Probability notes from MIT 6.041
Week1: Probability models and Axioms
Sample Space: \(\Omega\)
- List (Set) of possible outcomes
- Mutually exclusive
- Collectively exhaustive (At least one of the events must occur)
- To be at the “right graularity”
Axioms:
- Nonnegativity: \(P(A) \geq 0\)
- Normalization: \(P(\Omega) = 1\)
- Additivity: if \(A \cap B = \emptyset \), then \(P(A\cup B) = P(A) + P(B) \)
Week2: Conditioning and Beyes’ rule
Beye’s Rule is a foundation of a lot of inference based on partial observation
\(P(A|B)=\) Probability of A, given that B occurred
-
B is our new universe Definition: Assuming \(P(B) \not = 0\) \[P(A|B) = \frac{P(A\cap B)}{P(B)}\] \[P(A \cap B) = P(B) * P(A | B) \]
-
Conditional probablity still obey Axioms, e.g. \(A \cap B = \emptyset\) \(P(A \cup B | C) = P(A|C) + P(B|C)\)
Week3: Independence
-
Multiplication rule: \(P(A \cap B) = P(B) * P(A|B) = P(A) * P(B|A)\)
-
Total probability theorem: \(P(B) = P(A)*P(B|A) + P(A^c)*P(B|A^c)\)
-
Beyes rule: \[P(A_i|B) = \frac{P(A_i)P(B|A_i)}{P(B)}\]
“Defn:” \(P(B|A) = P(B)\)
- Occurrence of A provides no info about B’s occurrence. Will A’s occurrence change your belief of B’s occurrence?

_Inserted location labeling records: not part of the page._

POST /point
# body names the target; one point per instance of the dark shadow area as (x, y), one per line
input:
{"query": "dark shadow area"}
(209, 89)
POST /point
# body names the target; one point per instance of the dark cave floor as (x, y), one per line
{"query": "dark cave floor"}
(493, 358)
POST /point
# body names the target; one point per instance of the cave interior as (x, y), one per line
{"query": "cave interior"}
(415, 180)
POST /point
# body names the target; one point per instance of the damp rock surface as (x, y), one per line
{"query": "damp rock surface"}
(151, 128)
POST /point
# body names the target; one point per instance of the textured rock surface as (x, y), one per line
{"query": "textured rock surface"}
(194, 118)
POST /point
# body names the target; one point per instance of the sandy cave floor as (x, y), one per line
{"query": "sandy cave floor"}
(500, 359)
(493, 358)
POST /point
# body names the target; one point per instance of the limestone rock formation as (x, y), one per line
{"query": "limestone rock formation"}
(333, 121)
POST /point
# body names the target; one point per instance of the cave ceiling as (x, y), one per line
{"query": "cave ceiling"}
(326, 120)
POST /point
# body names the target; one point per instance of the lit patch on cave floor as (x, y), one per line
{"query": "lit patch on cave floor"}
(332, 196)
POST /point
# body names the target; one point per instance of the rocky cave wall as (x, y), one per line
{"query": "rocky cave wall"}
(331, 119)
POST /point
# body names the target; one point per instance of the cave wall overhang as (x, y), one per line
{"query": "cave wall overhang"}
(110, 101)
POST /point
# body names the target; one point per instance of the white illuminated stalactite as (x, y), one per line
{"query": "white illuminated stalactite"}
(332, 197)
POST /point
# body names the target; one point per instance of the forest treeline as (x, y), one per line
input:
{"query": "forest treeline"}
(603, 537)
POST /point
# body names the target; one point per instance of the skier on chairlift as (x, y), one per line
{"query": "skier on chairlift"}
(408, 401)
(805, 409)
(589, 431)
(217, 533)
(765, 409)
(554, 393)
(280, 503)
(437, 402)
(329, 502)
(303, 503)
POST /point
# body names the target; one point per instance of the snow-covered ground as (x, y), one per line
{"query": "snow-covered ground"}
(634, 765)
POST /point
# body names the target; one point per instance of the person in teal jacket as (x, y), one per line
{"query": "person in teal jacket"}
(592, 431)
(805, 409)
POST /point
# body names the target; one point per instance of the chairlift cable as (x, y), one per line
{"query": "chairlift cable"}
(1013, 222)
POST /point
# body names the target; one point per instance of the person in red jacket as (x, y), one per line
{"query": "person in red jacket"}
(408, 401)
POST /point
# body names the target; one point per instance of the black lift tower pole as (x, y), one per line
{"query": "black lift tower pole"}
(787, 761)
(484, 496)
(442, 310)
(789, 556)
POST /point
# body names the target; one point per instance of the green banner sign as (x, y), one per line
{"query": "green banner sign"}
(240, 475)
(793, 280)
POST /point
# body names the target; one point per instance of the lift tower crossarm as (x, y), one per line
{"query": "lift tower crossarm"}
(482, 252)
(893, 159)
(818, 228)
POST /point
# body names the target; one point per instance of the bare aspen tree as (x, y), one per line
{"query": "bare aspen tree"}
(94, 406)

- Defn: \(P(A \cap B) = P(A) * P(B)\) in addition to \(P(A \cap B)\) = \(P(B)\) * \(P(A | B)\)
- Symmetric with respect to A and B
- applies even if \(P(A) = 0\)
- implies \( P(A | B) = P(A) \)
Def of conditional independence: \(P((A \cap B) | C) = P(A|C) * P(B|C)\)
Independence of a collection of events
- Information on some of the events tells us nothing about probabilities related to the remaining events.
- \(P(A \cap B \cap C) = P(A) * P(B) * P(C)\)
- Pairwise independence does not imply independence
Note: Two events are independent doesn’t mean they are still independent on some extra conditions.
Week 4: Counting
Discrete uniform law
- Let all sample points be equally likely.
- binominal coeffs\(\dbinom{n}{k} = \frac{n!}{k! (n-k)!}\)
- \(\sum_{k=0}^n \dbinom{n}{k} =\) total number of subsets = \(2^n\)
- \(\sum_{k=0}^n \dbinom{n}{k} p^{k} (1-p)^{n-k} =\) total probability = \(1\) (exploit all possible permutations of coin tosses)
Week 5: Discrete Random Variables I
- Random Variables
- An assignment of a value (number) to every possible outcome
- Mathematically: A function from the sample space \(\Omega\) to the real numbers.
- discrete or continuous values
- Can have several random variables defined on the same sample space
- Notation:
- Random variable X
- Numerical value x
- Probablity mass function (PMF)
- \(P_X (x) = P(X = x) = P({\omega \in \Omega s.t. X(\omega) = x})\)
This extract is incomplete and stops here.